The image is neatly balanced between highly focal and impossibly complicated. The harder we look the less sure we are where the throne ends. Is the shrinking series of little figures, who are more lifelike (in the strange terms of the painting) than statues, just further extensions of this diagonal construction, impossibly rich emanations of the main body fighting hard against the idea that a painting is above all a flat surface?
One of the most ingenious touches is the ornate shepherd’s crook that the saint has leant crookedly against the side wall of his throne, partly blotting out Hope holding another staff that is breaking into leaf. In some sense his staff dotted with gold leaf-forms has got the better of hers and introduced a taste of the randomness of life and of unpredictable movement into the fixity of art, all of it taking place in a hall of mirrors devised by one of the most complete anti-naturalists in the history of art. Yet Bermejo is called Hispano-Flemish in recognition of all the evidence that he had studied realists like van Eyck, a thread not just distracting but pulling us off in quite the wrong direction. He borrowed postures and whole compositions and put them to uses the Northerners would have thought perverse and retrograde, creating hypnotic images in which we might just as reasonably find the sprit of Tibetan mandalas.
When Bermejo comes to depict the old subject of the Virgin of Mercy he inscribes it within a kind of pattern you might find embossed on a moth’s outspread wings: first the angels’ wings crisscrossing over the Virgin’s head and then the smaller Xs on their chests which wander off into the pile-up of cloth that seems to fill the spaces created by the swoops of the Virgin’s cape, swoops which form larger Xs with the down-tending diagonals of her arms. This mesmerising Rorschach-design with the Virgin’s mask-like face at its centre hovers over two diagonal wings of devotees, fused together by more of Bermejo’s trademark gold filigree, made of copes on the left and crowns on the right, the latter consisting of openwork which lets through the faces of the next row of devotees behind.
The most mysterious element of all is the Virgin’s undergarment, revealed by the angels’ lifting movement, an inner feature like the kernel of a shrine, another lining that steals the show from its covering. This undergarment is an amazing construction like antique patchwork, an assemblage of pieces of rich brocades in a variety of dusky tonalities, a ruin-collage of historical fabrics, like relics once owned and worn by various royal martyrs and spiritual heroes of past eras, a compost heap of much old virtue, and also wealth. It is one of the richest and most interesting passages in all of Bermejo, the Book of Kells and Arthur Rackham bundled up together. The patches often run diagonally against the orientation of the garment, creating the kind of multiple rhythm Bermejo favours, moving as so often against the grain of the natural world and the force of gravity.

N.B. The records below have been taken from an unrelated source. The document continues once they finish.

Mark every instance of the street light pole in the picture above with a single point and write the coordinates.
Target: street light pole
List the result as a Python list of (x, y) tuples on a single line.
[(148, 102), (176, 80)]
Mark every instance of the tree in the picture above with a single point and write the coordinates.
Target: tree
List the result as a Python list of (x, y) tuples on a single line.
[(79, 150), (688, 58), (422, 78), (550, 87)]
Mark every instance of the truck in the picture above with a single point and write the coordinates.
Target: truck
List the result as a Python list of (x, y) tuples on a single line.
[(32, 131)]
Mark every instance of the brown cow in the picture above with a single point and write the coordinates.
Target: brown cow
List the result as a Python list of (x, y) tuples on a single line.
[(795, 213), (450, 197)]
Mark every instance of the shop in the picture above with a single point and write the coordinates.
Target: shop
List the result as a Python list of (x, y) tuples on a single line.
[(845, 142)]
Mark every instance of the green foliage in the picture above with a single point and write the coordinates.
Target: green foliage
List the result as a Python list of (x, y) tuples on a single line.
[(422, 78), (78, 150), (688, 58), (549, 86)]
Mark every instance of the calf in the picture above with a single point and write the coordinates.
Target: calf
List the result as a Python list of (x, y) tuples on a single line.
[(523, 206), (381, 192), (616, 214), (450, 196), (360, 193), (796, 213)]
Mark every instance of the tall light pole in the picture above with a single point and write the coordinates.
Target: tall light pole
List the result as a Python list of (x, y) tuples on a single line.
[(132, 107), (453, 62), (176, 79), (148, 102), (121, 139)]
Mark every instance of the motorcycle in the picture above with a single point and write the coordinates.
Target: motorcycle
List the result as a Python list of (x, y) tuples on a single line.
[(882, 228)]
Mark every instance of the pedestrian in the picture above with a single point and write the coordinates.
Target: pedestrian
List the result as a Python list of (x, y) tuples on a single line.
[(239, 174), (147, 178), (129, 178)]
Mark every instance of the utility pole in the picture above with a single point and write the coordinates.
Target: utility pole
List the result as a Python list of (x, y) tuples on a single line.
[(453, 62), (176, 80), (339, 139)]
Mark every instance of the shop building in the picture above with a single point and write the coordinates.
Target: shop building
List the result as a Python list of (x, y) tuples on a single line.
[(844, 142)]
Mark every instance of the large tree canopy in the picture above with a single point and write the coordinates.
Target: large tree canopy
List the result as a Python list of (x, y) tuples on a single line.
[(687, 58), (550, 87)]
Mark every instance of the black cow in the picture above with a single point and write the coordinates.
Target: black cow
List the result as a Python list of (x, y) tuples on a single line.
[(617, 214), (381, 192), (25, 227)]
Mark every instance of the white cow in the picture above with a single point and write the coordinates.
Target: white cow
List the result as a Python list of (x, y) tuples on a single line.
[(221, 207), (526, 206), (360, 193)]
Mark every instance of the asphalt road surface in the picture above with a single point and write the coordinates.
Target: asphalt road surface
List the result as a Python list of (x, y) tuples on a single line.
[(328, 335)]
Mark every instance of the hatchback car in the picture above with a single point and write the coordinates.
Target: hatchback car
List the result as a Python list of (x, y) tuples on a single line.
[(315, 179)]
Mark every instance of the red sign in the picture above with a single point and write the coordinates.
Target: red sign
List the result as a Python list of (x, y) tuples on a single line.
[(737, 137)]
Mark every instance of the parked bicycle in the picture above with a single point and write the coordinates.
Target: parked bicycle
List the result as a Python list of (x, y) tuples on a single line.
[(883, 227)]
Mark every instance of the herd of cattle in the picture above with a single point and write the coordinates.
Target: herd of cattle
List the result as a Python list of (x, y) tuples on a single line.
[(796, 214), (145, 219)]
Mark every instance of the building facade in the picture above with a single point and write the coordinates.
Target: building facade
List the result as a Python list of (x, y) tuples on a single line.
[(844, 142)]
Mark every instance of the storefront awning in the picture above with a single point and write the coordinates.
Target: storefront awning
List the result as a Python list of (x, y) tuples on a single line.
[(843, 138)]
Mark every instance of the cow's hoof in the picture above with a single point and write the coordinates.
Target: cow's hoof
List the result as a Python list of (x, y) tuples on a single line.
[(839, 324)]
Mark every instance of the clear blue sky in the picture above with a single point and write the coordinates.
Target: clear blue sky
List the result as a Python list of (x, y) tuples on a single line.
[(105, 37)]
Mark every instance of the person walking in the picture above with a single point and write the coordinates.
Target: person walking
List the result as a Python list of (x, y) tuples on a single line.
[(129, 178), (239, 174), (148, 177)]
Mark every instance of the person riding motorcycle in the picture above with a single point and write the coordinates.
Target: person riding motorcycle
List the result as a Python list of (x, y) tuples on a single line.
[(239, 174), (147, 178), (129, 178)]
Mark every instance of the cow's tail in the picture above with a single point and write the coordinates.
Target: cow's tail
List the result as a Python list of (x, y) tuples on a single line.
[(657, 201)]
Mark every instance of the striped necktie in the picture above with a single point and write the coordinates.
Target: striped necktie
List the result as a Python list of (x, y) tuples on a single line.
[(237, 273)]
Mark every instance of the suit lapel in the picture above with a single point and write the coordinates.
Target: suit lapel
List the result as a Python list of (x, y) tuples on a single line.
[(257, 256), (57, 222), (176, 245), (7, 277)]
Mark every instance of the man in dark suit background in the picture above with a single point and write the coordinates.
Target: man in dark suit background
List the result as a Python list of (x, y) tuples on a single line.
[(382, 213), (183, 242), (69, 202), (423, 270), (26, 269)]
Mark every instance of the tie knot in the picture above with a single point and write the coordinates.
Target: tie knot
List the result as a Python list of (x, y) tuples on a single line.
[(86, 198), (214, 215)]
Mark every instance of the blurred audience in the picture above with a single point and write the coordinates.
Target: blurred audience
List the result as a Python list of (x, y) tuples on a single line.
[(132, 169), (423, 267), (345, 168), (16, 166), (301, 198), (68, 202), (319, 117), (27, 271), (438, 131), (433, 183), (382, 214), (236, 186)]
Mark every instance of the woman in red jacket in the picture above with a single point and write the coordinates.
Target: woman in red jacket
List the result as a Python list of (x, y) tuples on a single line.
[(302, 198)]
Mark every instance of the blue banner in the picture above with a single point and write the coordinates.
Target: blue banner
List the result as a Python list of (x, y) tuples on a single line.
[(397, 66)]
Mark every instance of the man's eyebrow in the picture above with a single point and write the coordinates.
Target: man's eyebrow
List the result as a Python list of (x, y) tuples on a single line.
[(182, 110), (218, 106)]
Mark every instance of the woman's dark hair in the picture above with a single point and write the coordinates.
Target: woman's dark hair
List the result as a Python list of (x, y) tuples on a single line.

Bermejo’s most powerful pictures are often not compositions at all, but patterns with a strong focus and ancillary detail radiating hieratically outward from that core or, if they are or initially appear as figure groups, they are shown at moments of utter immobility, emanating from a corpse whose attendants copy its stillness.
Christ with two angels at the tomb seems an utterly simple, rock bottom sort of image, yet unaccountably mesmerising. There is a famous rendering of the Dead Christ in the Tomb by Holbein which Dostoevsky couldn’t dislodge from his mind. It shows the prone corpse in a narrow horizontal frame, constricted like a coffin. Holbein has spared us no detail of the grimness of physical death. The mouth sags open showing clenched teeth. The body is covered with suppurating sores, the eyes stare upward, hands and feet are stiffened in the moment when movement ceased and blackened by blood drawn there by the mode of death. Dostoevsky uses the painting in The Idiot to shake the faith of a naturally devout character.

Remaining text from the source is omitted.